Focusing Skills
How the eye focuses
A small muscle surrounds the lens of the eye. When you look at a distant object this muscle relaxes. This causes the lens to become flattened and this flat lens focuses distant objects. When you look at close objects the muscle contracts. This causes the lens to bulge or become more round. This bulged lens allows you to focus near objects.

When focusing goes wrong
Ideally the focusing system should respond QUICKLY and ACCURATELY when you shift your gaze from far to near and from near to far. Sometimes the focusing system changes very slowly or not at all. This can cause objects to blur for a short time. During this time of blurry vision it is difficult to VISUALLY FEEL and understand the objects being looked at. If you spend a lot of your attentional energy trying to get and keep things in focus, then there is less attentional energy available for you to understand what you are looking at.
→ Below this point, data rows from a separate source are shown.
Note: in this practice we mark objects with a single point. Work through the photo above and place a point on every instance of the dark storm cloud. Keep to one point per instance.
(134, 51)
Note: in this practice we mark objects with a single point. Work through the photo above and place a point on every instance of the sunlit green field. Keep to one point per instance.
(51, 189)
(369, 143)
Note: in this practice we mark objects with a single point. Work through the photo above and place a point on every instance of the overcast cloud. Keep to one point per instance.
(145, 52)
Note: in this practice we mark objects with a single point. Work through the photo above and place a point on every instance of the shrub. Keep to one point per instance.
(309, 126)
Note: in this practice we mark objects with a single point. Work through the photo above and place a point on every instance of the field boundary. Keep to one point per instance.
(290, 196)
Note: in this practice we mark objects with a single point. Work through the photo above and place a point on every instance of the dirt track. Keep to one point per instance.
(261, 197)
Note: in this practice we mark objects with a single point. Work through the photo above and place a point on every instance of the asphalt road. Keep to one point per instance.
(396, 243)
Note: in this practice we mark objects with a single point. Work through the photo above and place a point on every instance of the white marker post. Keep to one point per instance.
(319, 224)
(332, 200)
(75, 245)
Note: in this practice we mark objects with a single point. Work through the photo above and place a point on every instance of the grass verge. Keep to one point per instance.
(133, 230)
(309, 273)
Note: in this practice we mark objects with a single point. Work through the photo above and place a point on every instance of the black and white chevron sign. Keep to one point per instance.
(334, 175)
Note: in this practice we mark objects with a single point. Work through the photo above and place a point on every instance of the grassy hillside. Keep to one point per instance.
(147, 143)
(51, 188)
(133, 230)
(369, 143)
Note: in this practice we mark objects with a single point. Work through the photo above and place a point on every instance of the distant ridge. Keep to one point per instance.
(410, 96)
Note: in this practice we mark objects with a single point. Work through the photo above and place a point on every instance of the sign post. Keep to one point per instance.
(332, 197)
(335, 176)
Focusing problems may also lead to tired eyes or headaches.

Why people need bifocals
If you more than 40 years of age, then you may not be able to focus your eyes through the RED pair of lenses. Books and words may be blurry for you if you do not have a proper pair of reading glasses or bifocals. This is because the lens muscle system slowly looses its ability to change the focus of the eye throughout our life, and sometime between 40 - 50 years the system no longer has enough focusing ability to clear words and near objects. Reading glasses or bifocal lenses perform the focusing that the eye is unable to accomplish.